Target: When Stuxnet found the nuclear power plant network, it went to work attacking its main target, the centrifuge frequency converters.

“The worm then took control of the speed at which the centrifuges spun, making them turn so fast in a quick burst that they would be damaged but not destroyed. And at the same time, the worm masked that change in speed from being discovered at the centrifuges’ control panel.”

The centrifuges were not the only target, as the virus also attacked the Russian built steam turbine at the Bushehr plant.

Result: A physical attack against the nuclear plants this late in the game could have released a lot of radiation. According to the report, Stuxnet was created not to destroy the nuclear power plant, but to disable its ability to function. This it has done in spades.

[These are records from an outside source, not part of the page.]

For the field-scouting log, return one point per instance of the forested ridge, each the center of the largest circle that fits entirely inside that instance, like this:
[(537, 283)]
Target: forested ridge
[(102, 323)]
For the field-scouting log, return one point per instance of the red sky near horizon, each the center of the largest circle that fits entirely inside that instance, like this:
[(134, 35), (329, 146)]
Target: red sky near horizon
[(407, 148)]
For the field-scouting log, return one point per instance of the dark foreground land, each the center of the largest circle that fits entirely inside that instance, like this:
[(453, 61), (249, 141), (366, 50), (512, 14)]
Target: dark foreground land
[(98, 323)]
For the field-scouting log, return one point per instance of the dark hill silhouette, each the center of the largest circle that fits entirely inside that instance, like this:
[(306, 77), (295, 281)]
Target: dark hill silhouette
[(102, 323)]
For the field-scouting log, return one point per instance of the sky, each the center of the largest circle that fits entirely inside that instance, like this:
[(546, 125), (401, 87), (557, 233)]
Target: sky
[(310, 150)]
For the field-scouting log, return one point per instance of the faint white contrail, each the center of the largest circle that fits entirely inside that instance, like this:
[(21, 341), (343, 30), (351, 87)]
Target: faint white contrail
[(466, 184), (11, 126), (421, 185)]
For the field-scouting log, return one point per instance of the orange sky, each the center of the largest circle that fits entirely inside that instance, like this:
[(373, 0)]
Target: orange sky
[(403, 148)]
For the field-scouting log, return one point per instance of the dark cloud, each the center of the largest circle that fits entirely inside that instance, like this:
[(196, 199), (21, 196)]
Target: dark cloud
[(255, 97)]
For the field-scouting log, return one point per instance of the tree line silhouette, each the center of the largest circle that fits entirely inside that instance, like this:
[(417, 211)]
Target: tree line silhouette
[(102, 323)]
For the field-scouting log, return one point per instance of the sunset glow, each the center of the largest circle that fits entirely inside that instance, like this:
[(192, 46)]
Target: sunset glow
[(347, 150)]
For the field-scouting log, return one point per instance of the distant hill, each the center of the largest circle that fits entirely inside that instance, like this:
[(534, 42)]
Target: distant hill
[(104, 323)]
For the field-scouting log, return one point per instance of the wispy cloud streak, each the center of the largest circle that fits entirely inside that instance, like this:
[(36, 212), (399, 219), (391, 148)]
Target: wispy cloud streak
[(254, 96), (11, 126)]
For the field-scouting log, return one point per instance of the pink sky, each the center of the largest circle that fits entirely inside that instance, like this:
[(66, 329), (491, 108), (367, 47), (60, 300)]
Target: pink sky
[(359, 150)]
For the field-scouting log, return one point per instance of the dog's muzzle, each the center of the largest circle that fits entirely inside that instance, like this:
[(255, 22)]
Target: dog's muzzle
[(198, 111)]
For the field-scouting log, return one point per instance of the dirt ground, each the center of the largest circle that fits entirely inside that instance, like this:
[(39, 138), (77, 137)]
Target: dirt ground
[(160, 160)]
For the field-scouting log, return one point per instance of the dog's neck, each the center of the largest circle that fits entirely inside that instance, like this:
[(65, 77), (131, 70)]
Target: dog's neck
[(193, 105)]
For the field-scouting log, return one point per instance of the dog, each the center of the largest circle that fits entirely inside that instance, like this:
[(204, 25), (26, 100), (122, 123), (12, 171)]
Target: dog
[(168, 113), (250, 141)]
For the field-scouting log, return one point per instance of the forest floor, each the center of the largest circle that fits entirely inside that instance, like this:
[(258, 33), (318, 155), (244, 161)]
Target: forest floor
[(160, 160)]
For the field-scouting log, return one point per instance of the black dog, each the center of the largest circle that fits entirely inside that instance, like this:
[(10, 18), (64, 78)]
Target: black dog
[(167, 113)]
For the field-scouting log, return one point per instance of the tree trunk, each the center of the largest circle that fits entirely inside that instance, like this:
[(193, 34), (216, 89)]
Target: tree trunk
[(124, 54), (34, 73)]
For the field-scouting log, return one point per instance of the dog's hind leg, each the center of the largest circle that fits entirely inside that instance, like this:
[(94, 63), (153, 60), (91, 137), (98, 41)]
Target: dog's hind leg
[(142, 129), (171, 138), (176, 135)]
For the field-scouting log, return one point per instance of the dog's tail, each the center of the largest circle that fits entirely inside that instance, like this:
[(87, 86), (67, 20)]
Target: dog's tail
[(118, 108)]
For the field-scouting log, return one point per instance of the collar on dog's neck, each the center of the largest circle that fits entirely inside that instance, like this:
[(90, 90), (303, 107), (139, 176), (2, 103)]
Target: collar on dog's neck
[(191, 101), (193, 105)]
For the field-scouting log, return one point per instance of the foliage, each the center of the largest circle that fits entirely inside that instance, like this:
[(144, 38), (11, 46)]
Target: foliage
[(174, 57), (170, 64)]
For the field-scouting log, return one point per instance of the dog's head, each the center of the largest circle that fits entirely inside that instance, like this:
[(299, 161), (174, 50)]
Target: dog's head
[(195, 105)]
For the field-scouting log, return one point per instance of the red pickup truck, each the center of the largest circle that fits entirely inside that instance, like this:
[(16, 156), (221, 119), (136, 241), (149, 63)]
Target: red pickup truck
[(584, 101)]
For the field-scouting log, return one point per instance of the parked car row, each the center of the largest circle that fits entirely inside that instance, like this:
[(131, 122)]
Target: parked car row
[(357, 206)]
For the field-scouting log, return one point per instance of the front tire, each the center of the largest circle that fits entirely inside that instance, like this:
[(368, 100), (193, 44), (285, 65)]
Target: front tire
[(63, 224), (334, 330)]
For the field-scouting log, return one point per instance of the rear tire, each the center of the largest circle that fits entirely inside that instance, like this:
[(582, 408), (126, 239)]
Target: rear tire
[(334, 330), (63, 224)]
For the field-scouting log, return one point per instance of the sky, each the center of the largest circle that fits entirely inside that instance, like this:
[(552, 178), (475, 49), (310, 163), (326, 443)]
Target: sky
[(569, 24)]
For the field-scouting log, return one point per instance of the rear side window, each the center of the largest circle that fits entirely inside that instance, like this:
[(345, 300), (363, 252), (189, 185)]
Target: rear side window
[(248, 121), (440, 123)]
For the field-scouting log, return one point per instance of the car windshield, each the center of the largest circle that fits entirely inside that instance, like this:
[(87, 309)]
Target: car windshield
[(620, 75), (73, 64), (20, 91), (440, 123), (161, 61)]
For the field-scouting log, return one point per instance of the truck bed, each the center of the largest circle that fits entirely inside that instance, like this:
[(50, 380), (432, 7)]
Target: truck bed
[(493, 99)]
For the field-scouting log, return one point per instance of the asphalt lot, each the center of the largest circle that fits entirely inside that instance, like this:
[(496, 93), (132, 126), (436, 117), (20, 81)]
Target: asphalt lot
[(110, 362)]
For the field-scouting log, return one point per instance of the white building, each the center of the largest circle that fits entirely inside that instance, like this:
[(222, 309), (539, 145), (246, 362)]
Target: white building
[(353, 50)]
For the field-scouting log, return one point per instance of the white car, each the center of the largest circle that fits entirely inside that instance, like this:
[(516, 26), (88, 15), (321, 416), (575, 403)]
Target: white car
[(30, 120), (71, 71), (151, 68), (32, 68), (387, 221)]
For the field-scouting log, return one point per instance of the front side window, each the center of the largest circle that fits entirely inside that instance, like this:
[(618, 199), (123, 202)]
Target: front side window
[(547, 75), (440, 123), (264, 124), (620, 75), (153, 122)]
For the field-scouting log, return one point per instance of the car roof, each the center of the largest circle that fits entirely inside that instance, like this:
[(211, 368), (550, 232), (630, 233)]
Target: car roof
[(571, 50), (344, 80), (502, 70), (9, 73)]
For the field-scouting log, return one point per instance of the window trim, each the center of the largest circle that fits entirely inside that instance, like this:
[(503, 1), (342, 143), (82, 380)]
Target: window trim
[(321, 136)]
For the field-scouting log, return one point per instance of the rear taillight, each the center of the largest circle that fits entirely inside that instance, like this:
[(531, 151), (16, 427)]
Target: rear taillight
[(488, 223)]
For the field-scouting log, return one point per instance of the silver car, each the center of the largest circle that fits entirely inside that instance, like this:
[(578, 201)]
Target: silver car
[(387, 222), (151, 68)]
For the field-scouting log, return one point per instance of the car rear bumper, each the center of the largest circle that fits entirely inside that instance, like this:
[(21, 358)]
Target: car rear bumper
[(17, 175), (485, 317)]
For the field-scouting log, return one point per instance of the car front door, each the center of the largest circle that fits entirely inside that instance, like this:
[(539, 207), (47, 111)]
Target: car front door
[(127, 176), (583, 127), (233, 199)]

An estimated 30,000 Iranian systems were infected by the worm. Of Iran’s 9000 centrifuges, it is estimated that only 3700 are now in use.

It is believed that it will take another year to clean up the effects of Stuxnet from the nuclear plant systems.

Also, Stuxnet has created a strong psychological warfare effect at the plants. Iranian intelligence officers have clamped down on the facilities, interrogating and monitoring many. Iranian scientists and engineers have been jailed, executed, or simply disappeared.

This was obviously a coordinated attack against Iran. One of the big clues that Iran was the main target is in the way the Centrifuge Frequency programs were attacked. Very specific commands had to be known about the frequency systems. Iran used two sources for the systems, one was a Finnish Company, but the other was an Iranian company. According to the article, no one knew about the Iranian source, not even the IAEA. 

We are seeing in Stuxnet a new era of special operations. An advanced cyber warfare unit and intelligence agency teamed up to form a very effective force. This team worked closely together with civilian SCADA system & nuclear power plant experts to try create the first true cyber weapon. Could this be the beginning of Cyber Spec-Op warfare?